- Born: April 15, 1953 (age 73) Northumberland, England
- Writing career
- Genre: Children's books
- Notable work: Pirate Diary: The Journal of Jake Carpenter

= Richard Platt (writer) =

British writer

Richard Platt (born 15 April 1953) is a British writer of nonfiction and information books and multimedia works, primarily for children.

Platt was born in Northumberland, England. He started writing when aged 27 with how-to articles and books about photography. By 1992 he had begun writing non-fiction books for children, initially collaborating with Stephen Biesty in a successful series that capitalized on the illustrator's facility for cross-sectional drawings. Since then, Richard Platt has gone on to complete some 100 books for UK publishers Oxford University Press, Kingfisher, Dorling Kindersley and Walker Books (Candlewick Press in the U.S.). Most have been for children and young people, though he also writes books for adults on maritime themes, especially smuggling.

==Diary series==
One of Platt's famous books is Pirate Diary: The Journal of Jake Carpenter, illustrated by Chris Riddell (Walker, 2001), a 64-page first-person journal. He won the annual Blue Peter Book Award in category Best Book with Facts and Riddell won the annual Kate Greenaway Medal for children's book illustration, the first "information book" to win since 1975. Platt, Riddell, and Walker had inaugurated the Diary series in 1999 with Castle Diary: The Journal of Tobias Burgess, Page, which Platt calls it "my first attempt at fiction". Riddell's work was highly commended for the Greenaway Medal and it was a commercial success.

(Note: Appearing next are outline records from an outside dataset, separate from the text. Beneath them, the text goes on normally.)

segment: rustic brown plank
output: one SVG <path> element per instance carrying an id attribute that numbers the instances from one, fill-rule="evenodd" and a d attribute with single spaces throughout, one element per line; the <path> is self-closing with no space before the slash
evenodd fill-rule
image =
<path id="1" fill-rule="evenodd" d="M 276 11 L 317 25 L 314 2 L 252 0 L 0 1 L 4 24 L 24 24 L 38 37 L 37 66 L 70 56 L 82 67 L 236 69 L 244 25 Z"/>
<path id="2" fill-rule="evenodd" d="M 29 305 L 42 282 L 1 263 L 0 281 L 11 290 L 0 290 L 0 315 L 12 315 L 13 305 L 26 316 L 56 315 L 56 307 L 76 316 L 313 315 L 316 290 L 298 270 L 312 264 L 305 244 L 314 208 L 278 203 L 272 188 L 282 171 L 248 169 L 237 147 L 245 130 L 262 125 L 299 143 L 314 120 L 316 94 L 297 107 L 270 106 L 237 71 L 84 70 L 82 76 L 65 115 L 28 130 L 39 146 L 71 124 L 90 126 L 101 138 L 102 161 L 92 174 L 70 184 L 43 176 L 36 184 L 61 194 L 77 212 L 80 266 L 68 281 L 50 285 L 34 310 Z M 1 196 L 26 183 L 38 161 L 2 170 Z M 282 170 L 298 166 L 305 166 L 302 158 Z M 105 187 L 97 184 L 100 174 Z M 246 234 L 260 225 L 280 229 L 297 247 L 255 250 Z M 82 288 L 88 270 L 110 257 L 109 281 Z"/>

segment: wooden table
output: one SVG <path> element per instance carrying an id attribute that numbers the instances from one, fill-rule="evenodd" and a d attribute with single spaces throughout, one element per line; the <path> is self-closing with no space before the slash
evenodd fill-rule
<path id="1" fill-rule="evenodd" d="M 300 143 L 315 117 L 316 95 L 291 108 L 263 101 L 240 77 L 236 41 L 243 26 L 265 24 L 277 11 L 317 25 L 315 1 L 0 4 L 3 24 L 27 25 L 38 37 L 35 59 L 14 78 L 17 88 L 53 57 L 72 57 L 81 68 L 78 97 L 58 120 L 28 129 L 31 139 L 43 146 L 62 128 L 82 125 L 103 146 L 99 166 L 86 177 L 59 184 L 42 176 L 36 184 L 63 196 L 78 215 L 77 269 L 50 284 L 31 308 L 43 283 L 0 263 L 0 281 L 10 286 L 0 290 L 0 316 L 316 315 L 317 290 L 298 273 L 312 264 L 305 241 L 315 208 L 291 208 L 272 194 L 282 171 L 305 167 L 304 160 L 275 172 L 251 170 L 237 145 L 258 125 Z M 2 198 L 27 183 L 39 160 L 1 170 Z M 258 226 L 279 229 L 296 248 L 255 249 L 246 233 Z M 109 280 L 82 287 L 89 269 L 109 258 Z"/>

Walker markets the 2011 matching set as "nonfiction".

Pirate Diary is the story of an apprentice sailor impressed by pirates to serve as cabin boy. He sees the good, the bad and the ugly, which educates the reader on historical issues of piracy. That is consistent with most of Platt's books, except for the first-person fictionalisation.

Platt continued the series of 64-page first-person journals with Walker and illustrator David Parkins. After Egyptian Diary: The Journal of Nakht (2005) and Roman Diary: The Journal of Iliona of Mytilini, who was captured and sold as a slave in Rome, AD 107 (2009), he calls Roman Diary the "fourth and final book in the Diary series".

Each Diary was published in a U.S. hardcover edition by Candlewick Press within the calendar year.